Therefore, such a gyro is called a rate-integrating gyro (or displacement gyro). The rate-integrating gyro can be made more (or less) sensitive to the vehicle’s rotation by adjusting the viscous damping constant, c. Additionally, the linear transducer gain, K θ, is used to adjust the sensitivity of the output voltage, e θ(t).
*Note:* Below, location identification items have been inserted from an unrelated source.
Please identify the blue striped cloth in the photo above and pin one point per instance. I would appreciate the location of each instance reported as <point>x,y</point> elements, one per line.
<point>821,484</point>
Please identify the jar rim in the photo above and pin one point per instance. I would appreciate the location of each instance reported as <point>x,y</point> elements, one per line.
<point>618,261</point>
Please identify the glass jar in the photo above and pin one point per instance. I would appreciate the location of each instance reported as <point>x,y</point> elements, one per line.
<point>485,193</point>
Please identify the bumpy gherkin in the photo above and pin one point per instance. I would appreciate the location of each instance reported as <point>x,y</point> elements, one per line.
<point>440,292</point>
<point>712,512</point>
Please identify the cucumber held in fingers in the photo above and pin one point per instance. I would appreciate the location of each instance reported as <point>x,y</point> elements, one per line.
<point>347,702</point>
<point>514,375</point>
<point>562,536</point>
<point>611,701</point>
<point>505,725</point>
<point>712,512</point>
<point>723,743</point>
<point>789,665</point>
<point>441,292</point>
For a gyro with a fast response, the transfer function is replaced by a scaled integral when the rate is input,

$$\frac{\Theta (s)} {s\Psi (s)} = \frac{{K}_{\mathrm{rig}}} {s} = -\frac{{K}_{\theta }{H}_{\mathrm{r}}} {cs},$$
(2.142)

or by a constant gain when the angular displacement is input,

$$\frac{\Theta (s)} {\Psi (s)} = {K}_{\mathrm{rig}} = -\frac{{K}_{\theta }{H}_{\mathrm{r}}} {c}.$$
(2.143)

The first-order transfer function of the displacement gyro implies an exponential gimbal angle output for an indicial change in the vehicle’s attitude,

$$\theta (t) = -\frac{{H}_{\mathrm{r}}} {c} \left (1 - {e}^{-\frac{c} {J}t}\right ).$$
(2.144)

The time-lag with which the gyro can track a changing vehicle attitude is thus given by the time-constant, \(T = \frac{J} {c}\). By increasing c, the speed of response is increased, but the sensitivity is reduced. Hence, a balance must be struck between the speed and the sensitivity of a displacement gyro.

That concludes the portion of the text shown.